Family succession planning is very common. Frequently, retiring company directors appoint their children as directors in their place.  This can go terribly wrong if not done correctly. Have a look at this sorry tale:

Twenty-three years ago, a family company director was retiring and he appointed his son as director in his place. The same procedure was adopted by the director’s son when the grandson became a director 3 years ago.

The company’s shares were transferred from the son to the grandson and the grandson’s father had the comfort of knowing that the business had successfully passed to the third generation.

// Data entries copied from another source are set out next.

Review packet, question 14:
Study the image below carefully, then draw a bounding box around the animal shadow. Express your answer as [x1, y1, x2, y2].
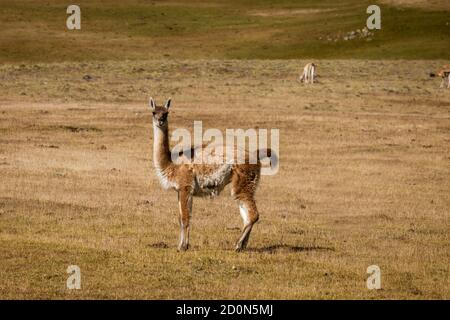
[147, 242, 169, 249]
[248, 244, 334, 254]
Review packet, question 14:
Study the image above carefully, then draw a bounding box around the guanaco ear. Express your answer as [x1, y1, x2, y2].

The father had kept trading the company as it was left to him 23 years ago. His son on the other hand had concluded that the company should upgrade with the newest and best machinery available. He proceeded with the upgrade – all acquired with borrowed money. The company could not manage the additional financial burden and ended up in liquidation earlier this year.

The problem for the family did not end there. The father’s comfortable retirement was halted abruptly. It was not just the embarrassment he felt with his friends and relatives over his son’s failed attempt at running the company.  Neither the son nor the father had advised the company’s suppliers of the change in directorship, and numerous company creditors held personal guarantees from the father.  What’s more, there were even older suppliers still holding personal guarantees of the grandfather.  The upshot was that the father and the grandfather (in his 90’s), being the two retired directors, were being pursued under personal guarantees for company debts that they had no control over!

Three generations of family assets were wiped out because when the father became a director 23 years ago, suppliers were not asked to complete new credit applications and update the personal guarantees from the grandfather to the father and the same error occurred when the father’s son became a director 3 years ago.

This oversight can also take place when a business owner changes from being a sole trader or a partnership, to a company structure.